The all-in-one on giving a eulogy: 8 tips and models for speakers

"I gave my mother's eulogy yesterday without tears and used some of the tips from The Eloquent Woman," wrote one reader, who consulted our blog and our readers for advice, then reported back. This saddest of speaker tasks has come back again and again in our coverage, and this roundup has inspiration, tactics and real-life examples to help you speak under tough circumstances. Here are eight tips and good examples on giving eulogies effectively:
  1. How do you give your mother's eulogy? asked a reader. Readers and I responded with tips and examples, and we got the inquirer's tips in return, based on her successful effort. Her personal goal: Not crying during the eulogy. Find out how she pulled it off.
  2. How to approach a tough topic: 5 ways is a post that applies to many difficult speaking challenges, eulogies included. It's a good way to step back and see the eulogy in context, with practical steps toward getting it done.
  3. Should you use notes--or not? That's a question many speakers have, but there are particular considerations about notes for a eulogy. Learn about them here.
  4. Maya Angelou's eulogy for Coretta Scott King is among the most popular entries in our Famous Speech Friday series.

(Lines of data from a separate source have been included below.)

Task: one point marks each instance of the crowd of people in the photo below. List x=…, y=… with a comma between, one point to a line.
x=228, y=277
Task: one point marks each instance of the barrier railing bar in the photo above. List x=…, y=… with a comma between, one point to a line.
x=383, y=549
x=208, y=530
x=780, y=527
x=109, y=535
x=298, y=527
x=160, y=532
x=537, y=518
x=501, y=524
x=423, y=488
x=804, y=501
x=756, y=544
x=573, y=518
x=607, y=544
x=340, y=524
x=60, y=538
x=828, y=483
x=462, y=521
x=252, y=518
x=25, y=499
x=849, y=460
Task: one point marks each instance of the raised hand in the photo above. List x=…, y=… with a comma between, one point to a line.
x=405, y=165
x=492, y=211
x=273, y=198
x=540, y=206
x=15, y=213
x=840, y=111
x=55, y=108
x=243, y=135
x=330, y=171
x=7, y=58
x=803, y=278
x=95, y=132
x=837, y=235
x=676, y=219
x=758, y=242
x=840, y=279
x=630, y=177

This post includes video so you can see her thrilling delivery, and hear her vivid descriptions and funny, very personal stories--the factors that make this a eulogy to remember.
  5. Remembering the deceased's toughest moments might be part of your task as a eulogist. In this post about Lady Bird Johnson, Bill Moyers--an aide to her husband--recalled her strength as a speaker in the face of hostile audiences, part of the reason she's in our Famous Speech Friday series.
  6. Caroline Kennedy's eulogy for her uncle Edward Kennedy, another of our Famous Speech Friday entries, is a great example of how to weave laughter, personal details and emotion in your eulogy for a special person in your life.
  7. Is your eulogy a tribute? Perhaps you're delivering a tribute to a famous person, rather than a eulogy for one you knew personally and well. Jennifer Granholm, then the governor of Michigan, delivered a stirring tribute to civil rights leader Rosa Parks at a memorial service with a standing-room-only crowd.
  8. Is your eulogy for a large group? War-zone journalist Marie Colvin gave this moving account of her fallen colleagues at a special memorial service. She used the moment to make clear what their work is really like, from risks to ordinary moments. It's a eulogy all the more moving in retrospect, as Colvin herself was later killed in action.
Speechwriters (or anyone else) tasked with writing a eulogy will find some good models in A Wonderful Life: 50 Eulogies to Lift the Spirit, and useful tips in A Labor of Love: How to Write a Eulogy.